Ha sido considerada menos saludable que la cesta de Caperucita, más cara que en Día y muy oportuna, pues no hace falta enchufar la nevera o el congelador.

En 2011, la multinacional francesa ya hizo una canastilla por 18,98 euros para sus compatriotas, ‘Le panier des essentiels’, la cual, con la inflación al 2%, incluía cerdo y vacuno, 495 gramos de panga, naranjas españolas, patatas, zanahorias, calabacines y un kilo de queso.

De entre todos los malos augurios, una noticia reciente anuncia el regreso al paleolítico magdaleniense: ¿Imaginan un mundo sin cerveza? Para hacer un litro se necesitan ciento cincuenta de agua y los alemanes advierten de que, si no se modera el precio del gas usado en el proceso de malteado, se acaba el Oktoberfest.

En el norte de México, conocido como el barril de USA, la persistente sequía pone en peligro la Coronita. Y a la buena cerveza no le gusta viajar y debe fabricarse a poca distancia de donde se bebe.

No hay que acojonarse, de peores hemos salido; hace un mes no había forma de conseguir hielo para prepararse un trago largo y esta noche está cayendo del cielo.

El primer sorbo de cerveza y otros pequeños placeres de la vida es un librito inclasificable de un francés, como Carrefour, Philippe Delerm, en donde nos narra treinta y cuatro momentos que le llenan repentinamente de un intenso placer fugaz.

Mojarse las alpargatas, los pasteles del domingo, que «fueron recoger moras y se llevaron el verano», o de la alegría de descubrir, leyendo en la playa, una cita que nos ayuda a sobrellevar la existencia.

En el caso de la cerveza, Philippe Delerm describe el primer sorbo con la prosa lírica que lo ha hecho famoso. Sientes el frescor amplificado por la espuma en los labios. La cantidad ingerida, ni poca ni mucha, entra de un tirón en la garganta dejando tamizado el paladar de amargor. Y finalmente el silencio siguiente al milagro que acaba de producirse y desvanecerse a un tiempo.

Estimados señores de Carrefour: en cinco décadas nunca habíamos echado mano de esta tribuna para hacer una llamada particular, pero esto es un ruego si desean de corazón mostrarse fraternales en una situación de necesidad.

El origen de la cerveza se remonta al neolítico, cuando el hombre dejó de recolectar hierbas y cazar y comenzó a cultivar. Con el grano molturado y menos agua, hacían pan, y con más agua, la cerveza (o sake) que se convirtió en uno de los alimentos básicos.

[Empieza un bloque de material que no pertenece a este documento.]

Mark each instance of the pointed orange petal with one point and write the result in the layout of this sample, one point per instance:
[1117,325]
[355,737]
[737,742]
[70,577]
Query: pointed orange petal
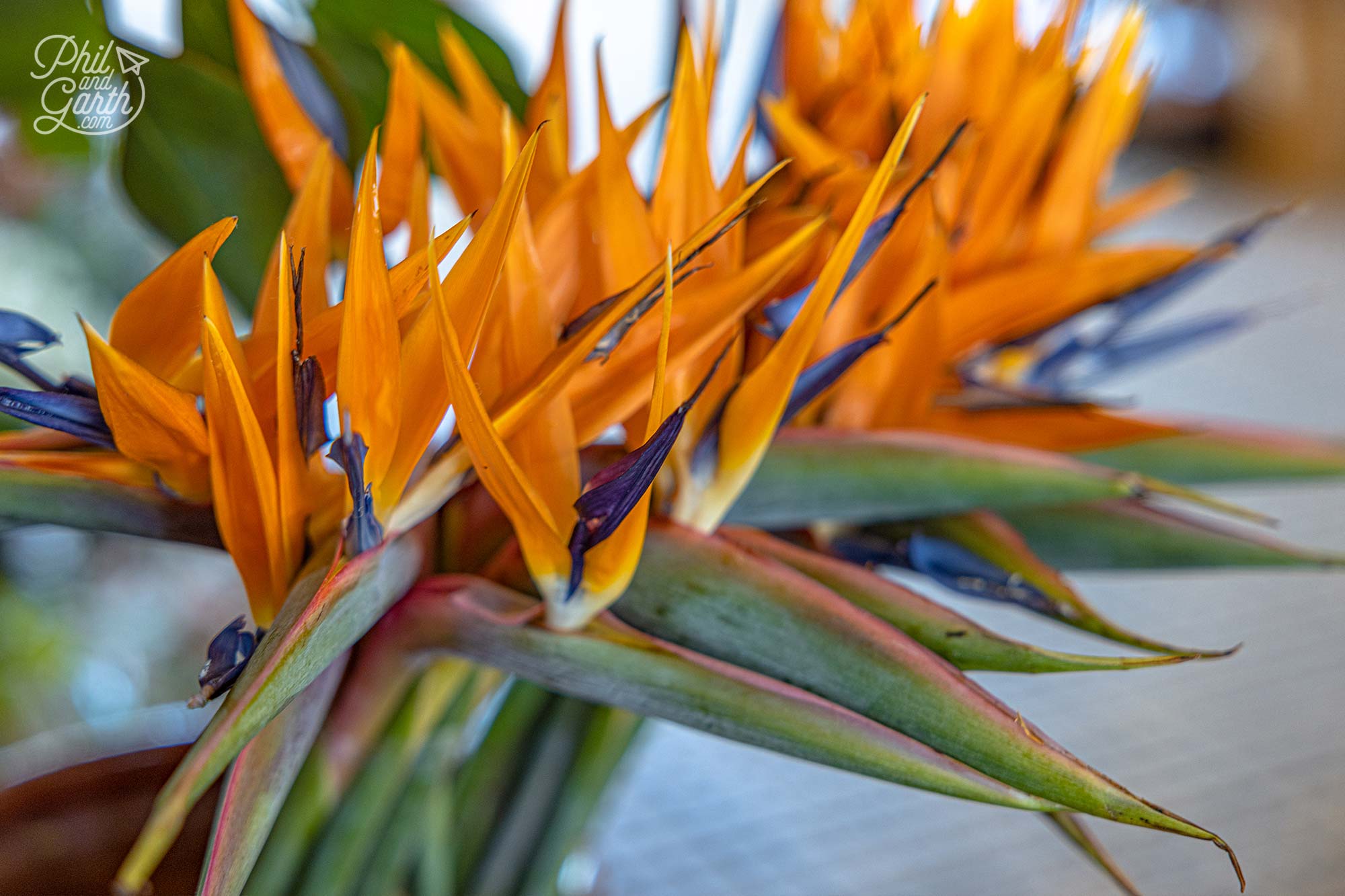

Ya el Código de Hammurabi (1772 a. de c.) garantizaba a todo ciudadano babilonio una ración diaria como parte de la dieta esencial y la norma 108 prescribía para los taberneros acusados de adulterarla, ahogarlos en su propia cerveza. De esa sopa que consumían en grupo con largas pajillas para aumentar su efecto embriagante y evitar los grumos dependía la mismísima paz social.

Además, España es, por detrás de la República Checa, el mayor consumidor mundial de cerveza y el más antiguo de Europa. Lo acredita la cova de Can Sadurní, en Begues, un yacimiento en donde se elaboraba con cebada, artemisa, hierba luisa, moras y miel, unos seis mil años antes de Cristo. Y que ahora embotellan como cerveza prehistórica bajo la marca Encantada.

Y la pregunta es si en la canastilla no podrían poner unos quintos para que te pasen las albóndigas de lata, en lugar del limpiacristales en pistola, antes de que volvamos a recolectar bayas.

Atentamente.

Cualquiera de nosotros podría escribir su librito con esos momentos. El olor a neumático en un garaje, a tierra mojada o a hierba recién cortada. Tantas veces nos planteamos, fijarse en la gente, qué poco sentido parece tener la vida y cómo un hecho insignificante, cruzarse una mirada, nos inhibe el resabio amargo.

Desgranar habas, morder la punta de la barra de pan, el apresto de una camisa salida de la secadora y recién planchada o escuchar esa canción en la que se convirtió un amor perdido. Cualquier olor, sabor, sonido, imagen o contacto táctil que le desencadene una nube de electrones dando chispazos en el hipocampo, y que somos incapaces de retener más de dieciocho segundos.

Bebemos los siguientes tragos, sin disfrutar, para olvidar el inicial y si no fuera por esos suspiros al infinito mejor sería buscar el deleite del último sorbo. Nuestros amables vecinos saben, por Jean Paul Sartre, de la angustia existencial generada por las injusticias del mundo. O conocen a Marcel Proust, quien, comiéndose una magdalena, se transportó a la casa de la Abuelita y encontró el tiempo perdido.